Doença de pau a pique: Um panorama do mal de Chagas na América Latina
2005-04-20
Descoberto há um século,
continua matando silenciosamente, e sempre escolhendo vítimas entre os
pobres. O barbeiro, também conhecido científicamente como um triatomíneo é um
minúsculo inseto de três centímetros de comprimento, que circula de noite e
se alimenta de sangue de animais ou humano. Sua existência e da doença que
transmite, o mal de Chagas, foi descoberta há quase um século (1909) pelo
médico que lhe deu o nome, Carlos Chagas, ante a desconfiança da comunidade
internacional. A incredulidade inicial com a descoberta do médico brasileiro
e os posteriores avanços de Salvador Mazza (médico argentino que acabou
completando a definição da doença, sua forma de contágio e seu possível
caráter endêmico) agora se transformaram em indiferença.
Atualmente, segundo a ong Médicos Sem Fronteiras, a doença mata 43 mil
pessoas por ano na América Latina, e tornou-se endêmica em importantes zonas
do continente. Além disso, 18 milhões de pessoas são portadoras do vírus.

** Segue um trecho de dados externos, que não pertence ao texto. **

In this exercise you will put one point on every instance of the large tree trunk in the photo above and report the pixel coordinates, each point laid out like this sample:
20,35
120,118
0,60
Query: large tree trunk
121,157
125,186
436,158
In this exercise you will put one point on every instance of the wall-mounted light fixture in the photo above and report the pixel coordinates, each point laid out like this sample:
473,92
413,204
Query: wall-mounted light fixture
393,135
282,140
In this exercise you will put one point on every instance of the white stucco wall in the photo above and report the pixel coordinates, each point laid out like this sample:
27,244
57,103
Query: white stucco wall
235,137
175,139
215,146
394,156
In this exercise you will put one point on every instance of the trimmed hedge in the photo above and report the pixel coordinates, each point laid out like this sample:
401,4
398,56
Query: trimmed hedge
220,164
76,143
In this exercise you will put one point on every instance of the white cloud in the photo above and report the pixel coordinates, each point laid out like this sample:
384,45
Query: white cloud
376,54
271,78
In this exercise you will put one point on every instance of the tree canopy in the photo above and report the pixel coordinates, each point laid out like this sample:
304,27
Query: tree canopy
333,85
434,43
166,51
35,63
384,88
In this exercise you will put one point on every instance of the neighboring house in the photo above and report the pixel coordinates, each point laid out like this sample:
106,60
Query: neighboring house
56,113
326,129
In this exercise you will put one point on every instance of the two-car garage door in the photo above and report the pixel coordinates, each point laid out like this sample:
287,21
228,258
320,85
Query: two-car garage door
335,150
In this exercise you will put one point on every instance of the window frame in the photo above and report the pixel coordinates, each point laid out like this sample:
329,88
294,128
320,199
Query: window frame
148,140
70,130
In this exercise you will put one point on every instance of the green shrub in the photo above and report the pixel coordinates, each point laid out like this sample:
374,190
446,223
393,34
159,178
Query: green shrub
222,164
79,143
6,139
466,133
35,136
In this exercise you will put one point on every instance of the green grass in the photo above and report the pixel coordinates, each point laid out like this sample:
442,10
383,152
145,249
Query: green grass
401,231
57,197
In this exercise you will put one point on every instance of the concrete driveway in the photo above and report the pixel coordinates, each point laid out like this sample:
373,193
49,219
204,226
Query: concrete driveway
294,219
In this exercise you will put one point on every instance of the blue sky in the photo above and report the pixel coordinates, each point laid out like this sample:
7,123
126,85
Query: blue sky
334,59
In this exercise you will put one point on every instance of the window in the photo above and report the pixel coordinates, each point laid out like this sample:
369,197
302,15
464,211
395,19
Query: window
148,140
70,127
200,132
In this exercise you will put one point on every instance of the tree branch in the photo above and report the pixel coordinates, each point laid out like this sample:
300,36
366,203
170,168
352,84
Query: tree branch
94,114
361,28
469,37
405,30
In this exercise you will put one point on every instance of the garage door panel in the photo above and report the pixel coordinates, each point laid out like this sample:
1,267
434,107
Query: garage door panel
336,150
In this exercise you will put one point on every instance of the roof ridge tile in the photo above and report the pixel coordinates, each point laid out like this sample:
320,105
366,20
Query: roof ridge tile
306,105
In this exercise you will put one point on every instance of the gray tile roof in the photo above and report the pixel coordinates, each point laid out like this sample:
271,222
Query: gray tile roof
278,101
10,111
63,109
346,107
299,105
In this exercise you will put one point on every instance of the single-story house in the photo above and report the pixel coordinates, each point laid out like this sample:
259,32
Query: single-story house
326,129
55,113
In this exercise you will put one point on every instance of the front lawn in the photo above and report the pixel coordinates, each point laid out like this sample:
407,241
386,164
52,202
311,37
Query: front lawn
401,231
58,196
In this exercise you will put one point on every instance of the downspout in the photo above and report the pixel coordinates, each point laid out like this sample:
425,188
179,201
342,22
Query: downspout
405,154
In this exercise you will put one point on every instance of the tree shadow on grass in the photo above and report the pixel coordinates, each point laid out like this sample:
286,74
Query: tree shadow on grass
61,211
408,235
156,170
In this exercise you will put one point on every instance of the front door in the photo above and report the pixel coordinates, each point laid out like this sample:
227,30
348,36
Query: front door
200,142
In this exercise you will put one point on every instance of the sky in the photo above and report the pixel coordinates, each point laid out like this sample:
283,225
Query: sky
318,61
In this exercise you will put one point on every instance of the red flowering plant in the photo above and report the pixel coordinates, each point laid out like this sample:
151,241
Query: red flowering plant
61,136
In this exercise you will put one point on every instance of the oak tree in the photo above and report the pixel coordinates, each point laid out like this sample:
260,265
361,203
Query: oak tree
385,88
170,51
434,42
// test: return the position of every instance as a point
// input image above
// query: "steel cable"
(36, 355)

Conhecida como a irmã menor da malária, o mal de Chagas é uma doença
parasitária transmitida aos seres humanos pelas fezes do barbeiro
(Trypanosoma Cruzi) ao picar a pele. Essa forma de contágio é responsável
por 80% das infecções. O restante se transmite pelo leite de uma mãe
infectada. A transmissão de pessoa para pessoa não existe, o que facilita a
luta pela eliminação.
Quando se desenvolve, a doença ataca os órgãos vitais do corpo (coração,
intestinos e sistema nervoso) e provoca, entre os que sofrem de forma aguda
ou crônica, lesões que levam à invalidez e uma lenta deterioração que conduz
à morte. A quinta parte dos infectados morre prematuramente por alguma
doença (geralmente cardíaca) associada ao mal de Chagas.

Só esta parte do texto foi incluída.